Change your function to:

function findData(param) {
  var currentFiber = Fiber.current;
  Model.findOne({ "param" : param }, function(err, data) {
    if (err) fiber.throwInto(err);
    else fiber.run(data);
  });
  return Fiber.yield();
}

Then you can write:

function doSomething() {
  var param = ...;
  var data = findData(param);
  processData(data);
}

function doLotsOfThings() {
  ...;
  doSomething();
  doSomethingElse();
}

And so on, and so on... You can write all your code as if Model.findOne was sync.

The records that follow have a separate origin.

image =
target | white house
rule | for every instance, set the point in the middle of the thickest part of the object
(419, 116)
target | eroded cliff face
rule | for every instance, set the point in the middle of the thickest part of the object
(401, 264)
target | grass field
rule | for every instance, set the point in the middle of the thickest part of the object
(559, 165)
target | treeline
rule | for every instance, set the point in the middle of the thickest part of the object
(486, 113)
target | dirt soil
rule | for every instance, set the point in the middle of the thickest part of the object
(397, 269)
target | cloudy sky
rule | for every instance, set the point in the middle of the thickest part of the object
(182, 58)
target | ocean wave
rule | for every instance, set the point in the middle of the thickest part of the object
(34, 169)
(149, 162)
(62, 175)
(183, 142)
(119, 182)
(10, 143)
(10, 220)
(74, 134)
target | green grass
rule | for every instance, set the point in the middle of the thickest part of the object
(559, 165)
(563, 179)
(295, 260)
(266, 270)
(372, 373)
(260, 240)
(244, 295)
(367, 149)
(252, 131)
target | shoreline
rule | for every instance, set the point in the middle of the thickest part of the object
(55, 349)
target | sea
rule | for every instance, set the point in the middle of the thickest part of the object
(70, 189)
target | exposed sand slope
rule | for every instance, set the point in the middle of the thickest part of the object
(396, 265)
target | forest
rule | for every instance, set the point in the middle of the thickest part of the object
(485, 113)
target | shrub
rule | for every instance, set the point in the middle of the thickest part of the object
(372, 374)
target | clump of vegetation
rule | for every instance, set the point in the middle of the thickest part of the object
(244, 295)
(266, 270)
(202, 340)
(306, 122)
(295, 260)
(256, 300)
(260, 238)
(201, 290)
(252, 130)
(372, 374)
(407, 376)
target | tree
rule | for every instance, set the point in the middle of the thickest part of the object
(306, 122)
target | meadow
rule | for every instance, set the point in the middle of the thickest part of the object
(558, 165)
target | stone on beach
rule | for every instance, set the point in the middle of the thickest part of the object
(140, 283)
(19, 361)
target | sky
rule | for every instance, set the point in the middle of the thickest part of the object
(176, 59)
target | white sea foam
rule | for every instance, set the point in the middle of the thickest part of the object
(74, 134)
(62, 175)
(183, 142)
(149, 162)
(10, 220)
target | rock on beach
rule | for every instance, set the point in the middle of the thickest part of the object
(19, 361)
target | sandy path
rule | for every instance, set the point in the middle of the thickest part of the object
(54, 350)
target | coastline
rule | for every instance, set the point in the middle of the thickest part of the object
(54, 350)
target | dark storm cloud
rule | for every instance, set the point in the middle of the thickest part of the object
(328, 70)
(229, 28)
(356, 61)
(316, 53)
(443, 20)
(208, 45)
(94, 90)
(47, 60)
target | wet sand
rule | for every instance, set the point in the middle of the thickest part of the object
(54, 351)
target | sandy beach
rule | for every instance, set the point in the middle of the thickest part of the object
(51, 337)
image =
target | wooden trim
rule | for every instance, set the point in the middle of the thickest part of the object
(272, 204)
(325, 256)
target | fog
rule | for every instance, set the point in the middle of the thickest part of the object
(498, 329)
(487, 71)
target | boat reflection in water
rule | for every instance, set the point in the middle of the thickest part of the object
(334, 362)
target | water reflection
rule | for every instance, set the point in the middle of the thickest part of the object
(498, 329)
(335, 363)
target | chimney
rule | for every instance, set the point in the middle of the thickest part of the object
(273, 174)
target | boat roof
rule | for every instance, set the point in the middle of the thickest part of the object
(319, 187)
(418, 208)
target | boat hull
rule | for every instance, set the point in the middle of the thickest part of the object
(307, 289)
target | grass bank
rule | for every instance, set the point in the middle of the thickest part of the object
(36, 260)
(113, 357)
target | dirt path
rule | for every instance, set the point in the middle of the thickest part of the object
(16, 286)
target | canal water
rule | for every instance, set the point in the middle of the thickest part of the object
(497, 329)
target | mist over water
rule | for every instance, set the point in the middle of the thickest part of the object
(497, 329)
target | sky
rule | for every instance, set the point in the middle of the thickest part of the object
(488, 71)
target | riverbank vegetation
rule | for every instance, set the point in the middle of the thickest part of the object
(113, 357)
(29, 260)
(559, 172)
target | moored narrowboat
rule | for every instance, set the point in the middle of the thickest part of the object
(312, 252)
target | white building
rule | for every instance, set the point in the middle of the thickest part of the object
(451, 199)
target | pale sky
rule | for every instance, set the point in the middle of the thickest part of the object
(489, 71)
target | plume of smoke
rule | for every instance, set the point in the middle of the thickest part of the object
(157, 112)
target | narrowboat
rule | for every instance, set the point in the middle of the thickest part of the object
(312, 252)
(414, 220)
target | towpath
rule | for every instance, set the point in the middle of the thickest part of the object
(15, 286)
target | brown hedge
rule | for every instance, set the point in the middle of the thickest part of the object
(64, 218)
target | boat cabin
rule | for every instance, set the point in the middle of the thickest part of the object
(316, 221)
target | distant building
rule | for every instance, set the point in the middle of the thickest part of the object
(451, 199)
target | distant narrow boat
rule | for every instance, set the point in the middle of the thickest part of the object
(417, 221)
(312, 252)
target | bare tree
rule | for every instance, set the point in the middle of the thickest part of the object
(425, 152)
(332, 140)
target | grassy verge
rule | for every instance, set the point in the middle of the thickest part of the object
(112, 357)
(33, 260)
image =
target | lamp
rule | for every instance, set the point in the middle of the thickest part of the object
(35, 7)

The only gotcha is that you cannot call any of these functions directly from node's event loop. You have to call them inside a fiber. Typically, you will create the fiber in your HTTP listener (or TCP listener, or other). Typical code:

http.createServer(function(request, response) {
  // you cannot call doLotsOfThings() here
  Fiber(function() {
    // but you can call it here
    try { doLotsOfThings(); }
    // and this the right place to catch exceptions too!
    catch (ex) { handleException(ex); }
  }).run();
}).listen(8124);

In short, you will call Fiber.yield at the low level, when calling async functions (first pattern above) and you will create the fiber in your top level listeners (second pattern above). All the code in between can be written in sync style.

Note: With these code patterns you don't need to trap/test errors in every function. Instead, you can use classical structured exception handling (let the exceptions bubble up).